Weiteres Versäumnis der Berliner Polizei vor Anschlag

Berlin · Die Zusammenarbeit von Polizei, Landes- und Bundesämtern für Flüchtlinge, Ausländerbehörden und Verfassungsschutzämtern bei der Beobachtung und Beurteilung des späteren Attentäters Amri war lückenhaft. Neue Details belegen das zum wiederholten Mal.

 Ein Polizeiauto steht in Berlin.

Ein Polizeiauto steht in Berlin.

Foto: Maurizio Gambarini/Archiv

Kurz vor dem Jahrestag des islamistischen Anschlags auf den Berliner Weihnachtsmarkt sind weitere Nachlässigkeiten und Ungereimtheiten aus der Arbeit der Sicherheitsbehörden bekannt geworden. Betroffen ist auch die Berliner Polizei. So bat die Polizei in Krefeld (NRW) am 26. Oktober 2016 um eine schnelle Information zum Aufenthaltsort des späteren Attentäters Anis Amri. Die Berliner Kriminalpolizei antwortete jedoch nicht auf die Mail. "Rückmeldung nicht erfolgt!", notierte ein Bearbeiter in der Staatsschutzabteilung im Polizeipräsidium Krefeld nach Informationen der Deutschen Presse-Agentur handschriftlich auf einem Ausdruck der Mail.

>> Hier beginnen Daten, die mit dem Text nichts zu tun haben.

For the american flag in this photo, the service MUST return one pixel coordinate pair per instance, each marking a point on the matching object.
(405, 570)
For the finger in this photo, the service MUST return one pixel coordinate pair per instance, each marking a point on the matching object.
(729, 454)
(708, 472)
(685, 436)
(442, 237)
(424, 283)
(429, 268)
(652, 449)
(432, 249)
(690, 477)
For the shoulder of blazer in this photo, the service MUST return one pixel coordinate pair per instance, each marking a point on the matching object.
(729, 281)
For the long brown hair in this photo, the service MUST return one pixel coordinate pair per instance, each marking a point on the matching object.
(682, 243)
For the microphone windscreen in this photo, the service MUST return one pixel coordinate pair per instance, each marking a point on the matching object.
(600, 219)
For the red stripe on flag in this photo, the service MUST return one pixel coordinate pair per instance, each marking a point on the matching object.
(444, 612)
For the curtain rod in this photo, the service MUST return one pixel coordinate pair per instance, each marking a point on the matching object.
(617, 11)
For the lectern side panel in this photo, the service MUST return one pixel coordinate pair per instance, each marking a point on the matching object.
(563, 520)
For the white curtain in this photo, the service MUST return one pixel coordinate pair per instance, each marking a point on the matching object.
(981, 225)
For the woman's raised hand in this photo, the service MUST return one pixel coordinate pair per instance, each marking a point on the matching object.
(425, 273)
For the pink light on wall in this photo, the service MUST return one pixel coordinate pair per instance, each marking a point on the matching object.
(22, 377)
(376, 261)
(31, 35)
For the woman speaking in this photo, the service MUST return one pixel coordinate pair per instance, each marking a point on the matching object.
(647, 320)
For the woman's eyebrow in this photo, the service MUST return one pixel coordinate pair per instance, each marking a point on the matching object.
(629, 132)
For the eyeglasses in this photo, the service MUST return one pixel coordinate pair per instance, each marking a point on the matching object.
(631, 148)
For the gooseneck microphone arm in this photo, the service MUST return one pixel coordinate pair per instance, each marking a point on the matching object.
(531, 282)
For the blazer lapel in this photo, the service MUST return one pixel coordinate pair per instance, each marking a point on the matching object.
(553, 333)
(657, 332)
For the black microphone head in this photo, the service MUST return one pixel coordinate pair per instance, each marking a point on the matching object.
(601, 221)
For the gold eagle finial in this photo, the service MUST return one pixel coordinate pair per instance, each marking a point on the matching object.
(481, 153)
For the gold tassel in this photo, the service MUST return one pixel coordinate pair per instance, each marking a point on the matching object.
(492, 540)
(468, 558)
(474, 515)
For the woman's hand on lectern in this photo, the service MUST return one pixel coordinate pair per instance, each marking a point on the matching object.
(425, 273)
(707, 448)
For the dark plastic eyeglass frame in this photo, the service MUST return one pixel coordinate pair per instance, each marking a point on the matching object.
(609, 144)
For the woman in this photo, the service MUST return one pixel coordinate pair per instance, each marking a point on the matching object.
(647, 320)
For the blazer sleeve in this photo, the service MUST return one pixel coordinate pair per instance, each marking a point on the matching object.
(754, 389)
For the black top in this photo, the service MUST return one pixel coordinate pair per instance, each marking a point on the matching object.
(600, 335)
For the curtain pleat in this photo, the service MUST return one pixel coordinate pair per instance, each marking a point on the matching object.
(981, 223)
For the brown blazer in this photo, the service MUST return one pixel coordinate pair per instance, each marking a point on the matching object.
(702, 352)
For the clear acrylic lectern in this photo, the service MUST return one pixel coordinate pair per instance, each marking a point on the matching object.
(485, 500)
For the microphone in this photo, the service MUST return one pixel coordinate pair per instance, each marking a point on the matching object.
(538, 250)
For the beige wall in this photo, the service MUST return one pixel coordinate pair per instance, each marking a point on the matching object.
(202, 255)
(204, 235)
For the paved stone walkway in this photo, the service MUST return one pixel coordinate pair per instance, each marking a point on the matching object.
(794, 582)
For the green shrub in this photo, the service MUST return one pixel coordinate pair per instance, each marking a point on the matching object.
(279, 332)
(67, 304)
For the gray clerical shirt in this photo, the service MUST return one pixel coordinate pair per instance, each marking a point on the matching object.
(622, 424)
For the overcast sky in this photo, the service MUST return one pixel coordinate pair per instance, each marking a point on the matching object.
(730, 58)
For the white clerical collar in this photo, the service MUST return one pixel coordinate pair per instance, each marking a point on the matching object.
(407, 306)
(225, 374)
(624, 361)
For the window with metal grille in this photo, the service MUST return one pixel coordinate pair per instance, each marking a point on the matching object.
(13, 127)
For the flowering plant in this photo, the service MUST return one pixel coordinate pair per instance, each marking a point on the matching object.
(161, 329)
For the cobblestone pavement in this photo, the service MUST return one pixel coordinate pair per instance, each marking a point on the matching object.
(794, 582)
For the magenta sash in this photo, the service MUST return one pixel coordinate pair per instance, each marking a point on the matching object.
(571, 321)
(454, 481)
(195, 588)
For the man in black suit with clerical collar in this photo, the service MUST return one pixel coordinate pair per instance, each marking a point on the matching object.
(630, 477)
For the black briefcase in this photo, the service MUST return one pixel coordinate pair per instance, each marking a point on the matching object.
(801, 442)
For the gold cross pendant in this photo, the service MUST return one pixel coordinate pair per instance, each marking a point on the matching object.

Nordrhein-Westfalen war damals federführend für Amri zuständig, weil er dort offiziell gemeldet war. Der Sender RBB und die "Berliner Morgenpost" (Freitag) hatten zuerst darüber berichtet.

Der Polizist in Krefeld schrieb, er sei mit der "Rundumversorgung" des als Gefährder eingestuften Amri beauftragt. Er fragte weiter: "Habt ihr Erkenntnisse über seinen Aufenthaltsort? Ich bitte um zeitnahe Rückmeldung." Diese erfolgte aber nicht. Dabei hatte kurz vorher der marokkanische Geheimdienst explizit vor Amri gewarnt, gestützt wohl auf Aussagen aus dem Bekanntenkreis Amris.

Unklarheiten gibt es auch um die Abschiebung eines Freundes von Amri am 1. Februar 2017. Damals liefen nach Informationen des Magazins "Focus" noch Ermittlungen wegen Mordes gegen den Mann, der wie Amri aus Tunesien stammte. Dabei drehte es sich um Fotos, die Amris Freund bereits im Februar - neun Monate vor dem Anschlag - vom späteren Tatort gemacht hatte. Besonders Zufahrten zum Breitscheidplatz soll er fotografiert haben. Am Abend vor dem Anschlag traf sich der Mann demnach mit Amri, fünf Stunden vor der Tat sollen die beiden telefoniert haben. Bisher war vor allem bekannt, dass Amri Ende November und im Dezember 2016, also auch schon während der Zeit des Weihnachtsmarktes, sich häufiger auf dem Breitscheidplatz und den umliegenden Straßen aufgehalten hatte.

Der FDP-Innenpolitiker Marcel Luthe kritisierte die schnelle Abschiebung des Verdächtigen nach Tunesien und vermutete, der Mann solle offenbar nicht mehr als Zeuge aussagen können.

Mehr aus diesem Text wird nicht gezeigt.